I then cut each cake into fourths, like below. They were quite good, but my only other suggestion is to roll them a bit thinner than mine here.
Then, it was time to honor National Tooth Fairy Day. For the same, we read the following books: Bear's Loose Tooth by Karma Wilson;
Moose's Loose Tooth by Jacqueline A. Clarke; and
The Tooth Witch by Nurit Karlin. All are great reads!
After that, we did a craft to teach the importance of flossing, which I had found at http://www.teaching-tiny-tots.com/floss-those-teeth-kids-oral-hygiene-craft.html, using none other than gum squares, like this Trident gum in foil packaging.

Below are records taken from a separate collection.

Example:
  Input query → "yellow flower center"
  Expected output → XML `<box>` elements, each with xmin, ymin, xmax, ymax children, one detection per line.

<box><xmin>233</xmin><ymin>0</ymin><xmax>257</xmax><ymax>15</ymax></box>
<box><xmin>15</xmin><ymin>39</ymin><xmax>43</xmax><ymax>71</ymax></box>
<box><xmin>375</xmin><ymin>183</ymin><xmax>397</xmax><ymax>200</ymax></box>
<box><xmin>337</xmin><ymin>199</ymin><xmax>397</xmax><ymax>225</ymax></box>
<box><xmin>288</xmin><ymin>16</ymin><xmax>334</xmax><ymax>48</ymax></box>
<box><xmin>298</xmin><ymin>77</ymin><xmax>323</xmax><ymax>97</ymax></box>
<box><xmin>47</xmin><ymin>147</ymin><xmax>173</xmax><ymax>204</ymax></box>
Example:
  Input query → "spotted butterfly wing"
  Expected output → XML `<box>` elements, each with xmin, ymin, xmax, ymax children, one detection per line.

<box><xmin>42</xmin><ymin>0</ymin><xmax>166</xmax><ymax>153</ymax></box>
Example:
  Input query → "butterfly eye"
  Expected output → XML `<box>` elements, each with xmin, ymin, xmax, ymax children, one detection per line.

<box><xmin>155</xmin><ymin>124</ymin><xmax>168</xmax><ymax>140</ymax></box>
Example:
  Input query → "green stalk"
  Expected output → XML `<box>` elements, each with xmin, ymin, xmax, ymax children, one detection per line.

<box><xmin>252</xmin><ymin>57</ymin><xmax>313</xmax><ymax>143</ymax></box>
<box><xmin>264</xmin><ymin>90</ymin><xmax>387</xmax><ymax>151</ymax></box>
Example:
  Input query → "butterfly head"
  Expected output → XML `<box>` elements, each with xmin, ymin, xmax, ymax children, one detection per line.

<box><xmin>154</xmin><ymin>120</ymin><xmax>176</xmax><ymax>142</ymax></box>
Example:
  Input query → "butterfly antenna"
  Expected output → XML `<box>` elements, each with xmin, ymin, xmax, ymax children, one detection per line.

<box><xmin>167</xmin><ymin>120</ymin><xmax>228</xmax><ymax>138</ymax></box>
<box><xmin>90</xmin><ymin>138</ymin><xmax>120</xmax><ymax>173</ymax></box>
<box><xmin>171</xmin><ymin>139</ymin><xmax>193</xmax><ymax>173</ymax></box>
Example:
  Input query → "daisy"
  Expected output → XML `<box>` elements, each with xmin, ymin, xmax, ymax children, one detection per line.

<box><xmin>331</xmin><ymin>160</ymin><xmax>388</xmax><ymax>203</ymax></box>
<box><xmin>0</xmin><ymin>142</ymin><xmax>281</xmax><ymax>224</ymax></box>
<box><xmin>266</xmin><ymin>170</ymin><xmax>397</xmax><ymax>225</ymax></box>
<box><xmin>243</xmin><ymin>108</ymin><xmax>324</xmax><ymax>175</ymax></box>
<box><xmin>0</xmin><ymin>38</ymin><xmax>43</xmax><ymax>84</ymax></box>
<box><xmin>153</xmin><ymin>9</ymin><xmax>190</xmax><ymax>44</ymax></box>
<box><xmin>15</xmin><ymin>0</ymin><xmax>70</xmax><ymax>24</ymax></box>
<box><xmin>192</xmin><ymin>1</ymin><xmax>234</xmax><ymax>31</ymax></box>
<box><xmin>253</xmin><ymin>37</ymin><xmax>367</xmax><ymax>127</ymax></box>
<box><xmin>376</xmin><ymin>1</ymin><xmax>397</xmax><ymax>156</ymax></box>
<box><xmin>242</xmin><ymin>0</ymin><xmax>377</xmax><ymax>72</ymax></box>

In addition to the gum, we also used 2 pieces of cardboard, both cut in the shape of a jaw (cut an oval in half), 2 pieces of pink craft foam, cut to fit on the cardboard, but just slightly smaller, 2 pom pom balls, 2 googly eyes, tacky glue, and a glue gun.
After attaching both pieces of foam to your pieces of cardboard with your tacky glue, attach the googly eyes to your pom pom balls, then attach those to the top of one of your 'jaws' (the side of the cardboard without the foam). This will be the top of your 'Mouth Man.'
Using a spare strip of cardboard, fold into a 1-inch square, to separate your jaws at the back of your 'Mouth Man's' throat, like below. Glue into place and let all your work dry before moving on to the teeth.
Finally, you will need to remove your gum from its package, keeping two pieces whole for the front teeth, and cutting the remaining pieces in half using sharp scissors. (I used one entire pack of gum for this project.) Using your glue gun, adhere the gum pieces into place, along the edge of both 'jaws' where the pink foam stops.
Here is our 'Mouth Man,' complete, and ready to floss!
And Mags LOVED flossing him!
Great work, Mags!
Finally, I gifted her with this little 'Tooth Exchange Pouch' to put in her sock drawer, to use for when her own teeth start loosening. (I actually found it at a scrapbooking store a few years ago, of all places!)